“HiFi-GAN: Generative Adversarial Networks for Efficient and High Fidelity Speech Synthesis,” submitted to arXiv on October 12, 2020 by Jungil Kong, Jaehyeon Kim, and Jaekyoung Bae, introduced a neural vocoder - the component that converts a mel spectrogram into a listenable audio waveform. The breakthrough was speed without a quality penalty. Earlier high-quality vocoders like WaveNet were autoregressive and painfully slow, while faster GAN-based vocoders had sounded worse.
The authors traced the quality gap to a specific failure: GAN vocoders were not modeling the periodic patterns that give audio its texture. HiFi-GAN’s generator uses a multi-receptive-field design and its discriminators are built to inspect those periodic structures. The result generated 22.05 kHz audio 167.9 times faster than real time on a single V100 GPU at near-human-level quality by mean opinion score, and a lightweight version ran 13.4 times faster than real time on a CPU.
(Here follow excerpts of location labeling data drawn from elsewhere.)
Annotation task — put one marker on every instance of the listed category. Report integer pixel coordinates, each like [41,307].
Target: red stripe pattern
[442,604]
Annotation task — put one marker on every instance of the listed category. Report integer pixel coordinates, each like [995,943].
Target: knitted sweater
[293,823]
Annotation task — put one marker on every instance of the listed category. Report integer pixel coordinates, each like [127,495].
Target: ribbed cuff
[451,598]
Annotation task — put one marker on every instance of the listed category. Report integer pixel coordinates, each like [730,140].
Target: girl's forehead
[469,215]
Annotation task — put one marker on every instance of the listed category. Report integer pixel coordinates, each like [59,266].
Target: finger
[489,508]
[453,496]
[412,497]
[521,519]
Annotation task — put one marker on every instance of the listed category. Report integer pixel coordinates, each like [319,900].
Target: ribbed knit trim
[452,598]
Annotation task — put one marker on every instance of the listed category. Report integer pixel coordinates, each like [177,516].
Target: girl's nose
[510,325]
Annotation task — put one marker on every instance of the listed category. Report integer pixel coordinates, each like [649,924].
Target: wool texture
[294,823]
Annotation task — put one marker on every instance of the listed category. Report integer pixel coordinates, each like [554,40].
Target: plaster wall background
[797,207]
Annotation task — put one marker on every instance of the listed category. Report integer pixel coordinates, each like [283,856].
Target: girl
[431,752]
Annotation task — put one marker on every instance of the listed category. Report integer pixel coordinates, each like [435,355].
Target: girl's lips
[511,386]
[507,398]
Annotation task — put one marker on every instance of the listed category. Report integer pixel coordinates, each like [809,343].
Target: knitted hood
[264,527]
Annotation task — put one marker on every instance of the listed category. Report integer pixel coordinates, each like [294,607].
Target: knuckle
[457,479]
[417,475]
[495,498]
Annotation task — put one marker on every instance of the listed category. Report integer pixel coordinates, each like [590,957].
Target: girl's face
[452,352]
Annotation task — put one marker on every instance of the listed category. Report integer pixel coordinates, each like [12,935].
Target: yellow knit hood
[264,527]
HiFi-GAN became the default vocoder across the field, replacing the slow WaveNet stage in Tacotron 2-style pipelines and powering countless open-source and commercial text-to-speech and voice-cloning systems.
Why business readers should care: HiFi-GAN is the unglamorous piece that made high-quality neural speech cheap enough to ship. By turning spectrograms into audio in real time on ordinary hardware, it removed the cost barrier between research-grade voices and products people actually use.